= Definitor =

Roman Catholic title

In the Catholic Church, a definitor (Latin for 'one who defines') is a title with different specific uses. There are secular definitors, who have a limited amount of oversight over a part of a diocese, and also definitors in religious orders who generally provide counsel and assistance to the superiors general and provincial superiors of their order.

==Secular definitors==

In a deanery or vicarate forane, which is a grouping of several neighboring parishes within a diocese, a definitor is either the second (and unique) highest office, immediately below the dean or vicar forane and his deputy, or is the priest in charge of any of a number of even smaller districts within the deanery, called definitio. They oversee the ecclesiastical property and generally assist the dean, under the ordinary authority of the bishop. Alternative titles for this position are chamberlain or treasurer. These diocesan offices are not prescribed by canon law, and can be omitted.

==Regular definitors==

In the Cistercian Order, the Abbot General is assisted by a council of five definitors, traditionally two French-speaking, one German-speaking, one English-speaking and one Dutch-speaking.

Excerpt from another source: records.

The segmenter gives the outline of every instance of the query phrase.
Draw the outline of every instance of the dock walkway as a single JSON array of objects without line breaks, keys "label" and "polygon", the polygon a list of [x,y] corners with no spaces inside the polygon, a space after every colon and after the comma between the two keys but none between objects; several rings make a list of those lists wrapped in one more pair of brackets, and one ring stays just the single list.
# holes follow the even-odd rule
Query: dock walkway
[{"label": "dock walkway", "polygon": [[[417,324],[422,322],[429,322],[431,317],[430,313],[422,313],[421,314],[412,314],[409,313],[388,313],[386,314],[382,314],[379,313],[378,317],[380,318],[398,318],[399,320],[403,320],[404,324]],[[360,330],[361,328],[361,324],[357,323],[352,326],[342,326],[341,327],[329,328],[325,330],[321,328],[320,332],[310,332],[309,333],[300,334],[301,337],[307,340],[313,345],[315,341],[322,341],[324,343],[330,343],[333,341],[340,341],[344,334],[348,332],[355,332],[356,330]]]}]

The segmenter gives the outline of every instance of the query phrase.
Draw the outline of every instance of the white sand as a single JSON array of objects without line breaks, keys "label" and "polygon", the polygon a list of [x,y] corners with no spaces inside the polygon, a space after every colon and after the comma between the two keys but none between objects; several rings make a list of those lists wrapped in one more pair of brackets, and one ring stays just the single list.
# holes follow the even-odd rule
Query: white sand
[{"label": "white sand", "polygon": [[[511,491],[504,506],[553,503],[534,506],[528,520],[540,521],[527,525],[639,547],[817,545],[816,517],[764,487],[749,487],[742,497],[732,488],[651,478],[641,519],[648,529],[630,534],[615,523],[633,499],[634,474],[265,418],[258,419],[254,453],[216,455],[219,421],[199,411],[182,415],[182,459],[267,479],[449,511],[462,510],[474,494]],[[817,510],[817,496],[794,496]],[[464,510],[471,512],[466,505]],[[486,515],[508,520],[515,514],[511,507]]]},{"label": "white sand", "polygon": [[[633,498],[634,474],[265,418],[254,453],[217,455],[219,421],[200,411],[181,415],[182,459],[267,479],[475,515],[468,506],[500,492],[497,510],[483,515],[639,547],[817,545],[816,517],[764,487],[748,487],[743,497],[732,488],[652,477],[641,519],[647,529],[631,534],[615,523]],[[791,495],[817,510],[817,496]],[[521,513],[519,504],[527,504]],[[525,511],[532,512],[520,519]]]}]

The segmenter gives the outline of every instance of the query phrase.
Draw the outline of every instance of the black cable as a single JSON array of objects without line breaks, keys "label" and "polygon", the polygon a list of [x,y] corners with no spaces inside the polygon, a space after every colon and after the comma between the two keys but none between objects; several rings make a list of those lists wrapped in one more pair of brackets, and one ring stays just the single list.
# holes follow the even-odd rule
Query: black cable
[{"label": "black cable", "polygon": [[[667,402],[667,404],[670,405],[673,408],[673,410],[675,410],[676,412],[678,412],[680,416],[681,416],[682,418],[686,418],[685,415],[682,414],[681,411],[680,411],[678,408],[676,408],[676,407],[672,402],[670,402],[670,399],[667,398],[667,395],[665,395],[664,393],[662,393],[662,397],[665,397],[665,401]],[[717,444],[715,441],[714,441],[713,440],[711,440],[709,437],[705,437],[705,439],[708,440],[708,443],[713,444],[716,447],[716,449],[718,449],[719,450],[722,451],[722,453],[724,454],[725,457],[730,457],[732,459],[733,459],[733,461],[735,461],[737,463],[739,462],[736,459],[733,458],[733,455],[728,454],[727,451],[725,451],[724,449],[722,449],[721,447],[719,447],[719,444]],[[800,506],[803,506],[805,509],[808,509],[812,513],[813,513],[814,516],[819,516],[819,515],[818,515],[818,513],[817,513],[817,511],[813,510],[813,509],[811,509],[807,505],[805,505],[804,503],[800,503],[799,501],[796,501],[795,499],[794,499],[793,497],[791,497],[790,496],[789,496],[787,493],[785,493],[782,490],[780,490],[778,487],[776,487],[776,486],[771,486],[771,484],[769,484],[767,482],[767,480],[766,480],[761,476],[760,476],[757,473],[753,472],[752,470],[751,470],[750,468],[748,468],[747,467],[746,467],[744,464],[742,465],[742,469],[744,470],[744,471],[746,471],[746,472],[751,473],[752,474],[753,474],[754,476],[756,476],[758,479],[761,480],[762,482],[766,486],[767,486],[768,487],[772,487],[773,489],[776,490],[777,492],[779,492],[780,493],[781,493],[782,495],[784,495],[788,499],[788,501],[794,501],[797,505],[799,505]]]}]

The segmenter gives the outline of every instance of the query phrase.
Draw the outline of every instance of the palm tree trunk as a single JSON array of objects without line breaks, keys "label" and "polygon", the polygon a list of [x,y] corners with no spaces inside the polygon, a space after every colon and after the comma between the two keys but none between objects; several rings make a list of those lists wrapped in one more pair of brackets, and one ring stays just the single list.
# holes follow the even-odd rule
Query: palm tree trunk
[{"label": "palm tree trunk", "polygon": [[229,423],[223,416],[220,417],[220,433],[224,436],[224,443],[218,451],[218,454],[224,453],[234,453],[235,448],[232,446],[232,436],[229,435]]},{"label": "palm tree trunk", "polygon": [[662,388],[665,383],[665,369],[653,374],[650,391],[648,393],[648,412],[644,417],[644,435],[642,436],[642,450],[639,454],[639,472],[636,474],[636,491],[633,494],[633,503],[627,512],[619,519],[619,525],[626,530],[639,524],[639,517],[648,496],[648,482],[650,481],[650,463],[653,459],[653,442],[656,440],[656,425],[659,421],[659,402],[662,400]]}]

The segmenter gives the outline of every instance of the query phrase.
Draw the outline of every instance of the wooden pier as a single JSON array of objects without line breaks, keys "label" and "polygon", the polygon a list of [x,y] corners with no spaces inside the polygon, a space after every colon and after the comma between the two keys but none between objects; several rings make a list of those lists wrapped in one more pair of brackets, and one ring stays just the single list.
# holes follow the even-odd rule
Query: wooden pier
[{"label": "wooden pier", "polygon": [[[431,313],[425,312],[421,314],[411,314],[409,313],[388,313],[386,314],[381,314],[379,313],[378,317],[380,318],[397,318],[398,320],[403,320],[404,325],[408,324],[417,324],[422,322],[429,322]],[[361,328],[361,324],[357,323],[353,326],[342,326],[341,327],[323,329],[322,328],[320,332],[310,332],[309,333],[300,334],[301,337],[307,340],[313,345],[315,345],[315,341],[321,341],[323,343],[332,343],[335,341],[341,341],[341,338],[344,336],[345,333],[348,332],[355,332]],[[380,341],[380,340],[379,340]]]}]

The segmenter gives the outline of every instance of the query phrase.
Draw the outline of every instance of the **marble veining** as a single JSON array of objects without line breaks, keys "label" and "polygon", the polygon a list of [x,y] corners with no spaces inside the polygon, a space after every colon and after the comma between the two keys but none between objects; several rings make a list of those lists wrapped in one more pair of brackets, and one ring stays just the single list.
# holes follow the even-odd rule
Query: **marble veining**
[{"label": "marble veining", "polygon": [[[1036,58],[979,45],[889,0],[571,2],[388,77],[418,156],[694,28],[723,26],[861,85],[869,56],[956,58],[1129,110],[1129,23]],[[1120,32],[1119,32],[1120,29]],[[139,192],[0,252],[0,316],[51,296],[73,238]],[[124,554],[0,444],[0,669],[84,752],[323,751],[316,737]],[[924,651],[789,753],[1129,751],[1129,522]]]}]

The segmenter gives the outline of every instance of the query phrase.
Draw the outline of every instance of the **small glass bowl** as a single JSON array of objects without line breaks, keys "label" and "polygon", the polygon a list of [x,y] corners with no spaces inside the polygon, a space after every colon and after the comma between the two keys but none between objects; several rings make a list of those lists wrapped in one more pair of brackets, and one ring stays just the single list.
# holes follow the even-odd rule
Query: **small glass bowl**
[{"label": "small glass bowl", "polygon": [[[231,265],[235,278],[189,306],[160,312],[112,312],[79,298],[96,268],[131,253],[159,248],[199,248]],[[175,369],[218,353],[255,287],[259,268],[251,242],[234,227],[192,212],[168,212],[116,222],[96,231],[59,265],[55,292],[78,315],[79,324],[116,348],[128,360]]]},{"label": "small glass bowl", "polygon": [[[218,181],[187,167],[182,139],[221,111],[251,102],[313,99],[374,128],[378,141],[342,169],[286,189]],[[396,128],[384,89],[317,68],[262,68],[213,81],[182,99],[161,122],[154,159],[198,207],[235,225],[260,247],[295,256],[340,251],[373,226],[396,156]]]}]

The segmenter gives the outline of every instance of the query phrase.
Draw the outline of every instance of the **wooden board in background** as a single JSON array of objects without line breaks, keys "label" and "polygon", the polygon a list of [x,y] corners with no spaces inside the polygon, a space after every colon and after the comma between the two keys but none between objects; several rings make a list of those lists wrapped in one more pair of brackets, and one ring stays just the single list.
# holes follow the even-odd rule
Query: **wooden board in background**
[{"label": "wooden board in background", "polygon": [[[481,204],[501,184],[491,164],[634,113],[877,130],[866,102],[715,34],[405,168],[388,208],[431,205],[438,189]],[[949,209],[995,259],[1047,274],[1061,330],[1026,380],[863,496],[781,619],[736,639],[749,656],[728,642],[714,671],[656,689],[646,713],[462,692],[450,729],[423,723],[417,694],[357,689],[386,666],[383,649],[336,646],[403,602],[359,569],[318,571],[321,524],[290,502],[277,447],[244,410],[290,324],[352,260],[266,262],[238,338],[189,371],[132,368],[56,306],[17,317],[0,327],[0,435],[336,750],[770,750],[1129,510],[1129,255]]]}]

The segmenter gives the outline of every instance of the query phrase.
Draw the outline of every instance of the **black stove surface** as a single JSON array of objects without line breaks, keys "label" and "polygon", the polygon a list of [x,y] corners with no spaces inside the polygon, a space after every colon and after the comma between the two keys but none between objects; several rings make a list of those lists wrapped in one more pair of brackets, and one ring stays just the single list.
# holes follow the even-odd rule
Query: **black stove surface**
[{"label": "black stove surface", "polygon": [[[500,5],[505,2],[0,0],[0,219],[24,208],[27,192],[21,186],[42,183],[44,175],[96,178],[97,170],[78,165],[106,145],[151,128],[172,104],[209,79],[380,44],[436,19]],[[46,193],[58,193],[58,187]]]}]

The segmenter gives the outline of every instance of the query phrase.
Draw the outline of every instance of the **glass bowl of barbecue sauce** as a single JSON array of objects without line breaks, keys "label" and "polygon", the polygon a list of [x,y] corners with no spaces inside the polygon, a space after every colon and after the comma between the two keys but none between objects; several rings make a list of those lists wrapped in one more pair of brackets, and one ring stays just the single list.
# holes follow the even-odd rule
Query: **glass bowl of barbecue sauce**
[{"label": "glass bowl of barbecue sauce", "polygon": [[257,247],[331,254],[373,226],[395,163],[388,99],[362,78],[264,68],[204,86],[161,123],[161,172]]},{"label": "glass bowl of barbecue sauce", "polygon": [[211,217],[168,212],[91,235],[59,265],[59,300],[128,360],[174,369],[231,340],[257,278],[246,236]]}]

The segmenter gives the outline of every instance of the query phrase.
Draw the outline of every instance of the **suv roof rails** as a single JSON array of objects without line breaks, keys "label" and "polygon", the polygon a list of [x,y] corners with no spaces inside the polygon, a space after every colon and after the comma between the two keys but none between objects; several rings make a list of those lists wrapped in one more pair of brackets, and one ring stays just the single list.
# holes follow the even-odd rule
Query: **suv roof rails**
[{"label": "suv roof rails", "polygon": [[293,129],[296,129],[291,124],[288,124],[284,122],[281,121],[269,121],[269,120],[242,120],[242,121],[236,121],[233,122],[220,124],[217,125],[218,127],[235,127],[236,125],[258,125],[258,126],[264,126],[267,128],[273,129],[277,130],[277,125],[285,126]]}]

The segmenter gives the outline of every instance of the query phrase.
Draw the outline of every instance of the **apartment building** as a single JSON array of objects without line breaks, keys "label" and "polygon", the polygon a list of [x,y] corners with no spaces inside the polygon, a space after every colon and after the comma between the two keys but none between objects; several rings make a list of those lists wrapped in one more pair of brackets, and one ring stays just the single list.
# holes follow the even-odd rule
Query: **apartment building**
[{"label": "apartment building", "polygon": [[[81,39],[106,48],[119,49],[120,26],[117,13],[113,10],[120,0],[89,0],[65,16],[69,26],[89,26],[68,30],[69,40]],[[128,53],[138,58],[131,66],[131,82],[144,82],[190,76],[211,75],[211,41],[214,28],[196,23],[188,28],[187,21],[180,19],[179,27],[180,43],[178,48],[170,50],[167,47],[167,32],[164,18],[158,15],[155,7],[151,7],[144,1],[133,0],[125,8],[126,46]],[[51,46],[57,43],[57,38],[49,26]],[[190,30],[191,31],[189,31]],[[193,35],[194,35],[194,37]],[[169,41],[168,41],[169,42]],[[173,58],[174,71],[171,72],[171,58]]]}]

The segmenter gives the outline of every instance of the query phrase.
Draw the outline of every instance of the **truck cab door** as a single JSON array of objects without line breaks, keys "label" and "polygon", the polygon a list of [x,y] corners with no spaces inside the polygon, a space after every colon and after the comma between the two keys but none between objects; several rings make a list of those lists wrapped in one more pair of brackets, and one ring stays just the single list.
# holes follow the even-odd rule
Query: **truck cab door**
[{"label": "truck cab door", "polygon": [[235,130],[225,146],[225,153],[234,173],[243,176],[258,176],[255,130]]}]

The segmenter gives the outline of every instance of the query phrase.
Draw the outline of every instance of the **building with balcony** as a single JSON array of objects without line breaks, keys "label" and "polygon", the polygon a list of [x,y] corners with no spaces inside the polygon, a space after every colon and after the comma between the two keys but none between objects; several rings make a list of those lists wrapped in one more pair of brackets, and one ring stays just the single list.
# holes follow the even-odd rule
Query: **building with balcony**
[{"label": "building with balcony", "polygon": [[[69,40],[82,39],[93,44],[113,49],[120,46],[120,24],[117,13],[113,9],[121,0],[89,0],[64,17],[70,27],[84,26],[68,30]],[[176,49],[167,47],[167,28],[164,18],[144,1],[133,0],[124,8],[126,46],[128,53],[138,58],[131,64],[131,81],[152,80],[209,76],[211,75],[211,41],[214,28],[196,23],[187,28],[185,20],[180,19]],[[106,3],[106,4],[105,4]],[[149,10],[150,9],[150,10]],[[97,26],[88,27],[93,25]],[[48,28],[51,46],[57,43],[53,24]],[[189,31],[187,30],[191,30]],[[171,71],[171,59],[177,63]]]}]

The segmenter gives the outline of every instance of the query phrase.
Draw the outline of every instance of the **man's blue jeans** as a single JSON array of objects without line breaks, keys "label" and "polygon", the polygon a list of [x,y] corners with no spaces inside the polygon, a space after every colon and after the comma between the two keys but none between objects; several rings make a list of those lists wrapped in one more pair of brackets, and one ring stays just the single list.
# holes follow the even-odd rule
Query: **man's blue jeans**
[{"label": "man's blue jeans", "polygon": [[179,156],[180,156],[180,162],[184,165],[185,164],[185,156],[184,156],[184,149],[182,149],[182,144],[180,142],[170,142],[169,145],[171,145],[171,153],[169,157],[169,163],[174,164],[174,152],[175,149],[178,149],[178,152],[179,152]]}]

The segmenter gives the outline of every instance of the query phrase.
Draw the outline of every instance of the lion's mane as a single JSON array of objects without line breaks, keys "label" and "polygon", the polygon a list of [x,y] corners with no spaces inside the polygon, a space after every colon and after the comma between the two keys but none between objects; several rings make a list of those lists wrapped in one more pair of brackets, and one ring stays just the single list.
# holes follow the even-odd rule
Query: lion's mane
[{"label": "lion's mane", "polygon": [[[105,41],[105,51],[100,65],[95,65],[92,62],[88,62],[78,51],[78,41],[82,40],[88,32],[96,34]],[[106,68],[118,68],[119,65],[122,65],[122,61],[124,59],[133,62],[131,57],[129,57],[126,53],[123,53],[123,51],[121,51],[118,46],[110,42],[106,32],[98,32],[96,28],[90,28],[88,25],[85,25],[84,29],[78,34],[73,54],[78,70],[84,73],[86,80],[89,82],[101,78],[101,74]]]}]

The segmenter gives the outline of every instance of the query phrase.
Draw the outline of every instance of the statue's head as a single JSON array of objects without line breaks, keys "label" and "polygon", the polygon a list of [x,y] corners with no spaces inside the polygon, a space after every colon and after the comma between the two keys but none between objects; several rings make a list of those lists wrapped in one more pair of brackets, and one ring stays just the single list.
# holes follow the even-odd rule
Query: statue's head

Among the Franciscan Observants, the Definitor is the third highest office of the Order, below the Minister General and Procurator General. In the Camaldolese Order, Definitor may be given as the personal title of a prior. In the Dominican Order a Provincial Definitor serves under the Prior Provincial.

The title Definitor General is used by the Discalced Carmelites, the Friars Minor and the Capuchins. These officers are generally elected by the General Chapter of their Orders for a specified period of time.